Что сказал табачник с Табачной улицы. Киносценарии
Шрифт:
Уж не знаю, как там в Англии делают штаны, только к ним ничего не пристает. Трешься и трешься этими штанами об штукатурку, вспотеешь весь, посмотришь — почти ничего. Шлепнешь ладонью — пыль поднимается, и опять все чистое. Нитки на них как железные. Кран парового отопления и то их не берет. Не может, и все. Я бегу по лестнице на наш шестой этаж и смотрю на свои ноги. Там, где темно, на моих ногах штаны как штаны. А у окон, на лестничных пролетах, они так
— Что с тобой, Бобка? И почему у тебя кирпичи в сумке?
— Все, — говорю, — я эти штаны снимаю, — прохожу в коридор, сажусь в кресло и начинаю снимать штаны.
А мама:
— Да ты что, Бобка, дивный же цвет…
Я:
— Ничего себе — дивный… если он такой дивный, ходи в них сама на здоровье…

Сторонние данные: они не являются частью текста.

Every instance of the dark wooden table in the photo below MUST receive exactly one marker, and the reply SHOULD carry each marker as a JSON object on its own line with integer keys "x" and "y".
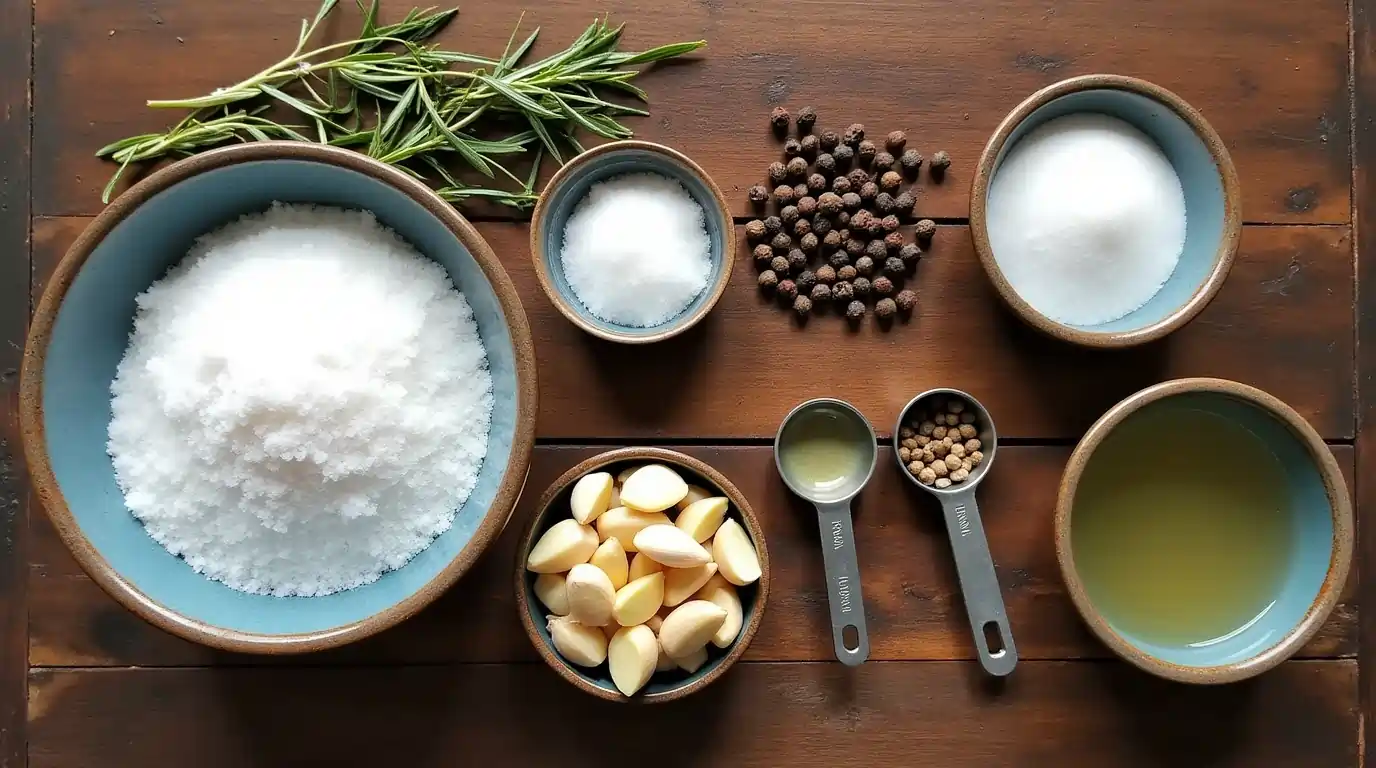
{"x": 1291, "y": 86}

Тут мама прошлась взад-вперед по коридору, похлопала себя по карману да и говорит:
— Если тебя во дворе дразнят, то лучший способ, поверь мне, не обращать внимания. Им скучно станет, они и перестанут.
Ну что она, ну что она такое говорит!
Проклятая штанина не слезает с ботинка. Чтобы ее снять, надо было сначала снять ботинок.
— Ты любую картинку посмотри, — я придерживаю рукой штаны и мелкими шажками бегу в комнату, — только цветную… Это же у Ивана-дурака красные штаны… Красные или не красные? Красные или не красные?
— Сначала сними пальто, потом ботинки и ходи в чем хочешь. Мне только неприятно, Борис, что ты такая тряпка… Извини, но у меня чайник кипит.
— Почему это я тряпка?! Ты любую картинку посмотри. Надо думать, что покупаешь…
А мама:
— Во-первых, не груби. А во-вторых, подумай. Ведь Иван-дурак — вовсе не дурак. Ведь он самый умный из братьев. И вообще самый умный в сказках. И храбрый. Это его братья — дураки. А Иван настоящий герой, добрый, умный и благородный. И он всегда побеждает зло. Верно?
Тут я задумался, повспоминал и говорю:
— Верно-то верно, но только…
А мама:
— Что только? Никаких только быть не может. Ты должен не штаны переодевать, а пойти и объяснить своим товарищам… И уверяю тебя, им самим станет неловко… Вот увидишь. Верно?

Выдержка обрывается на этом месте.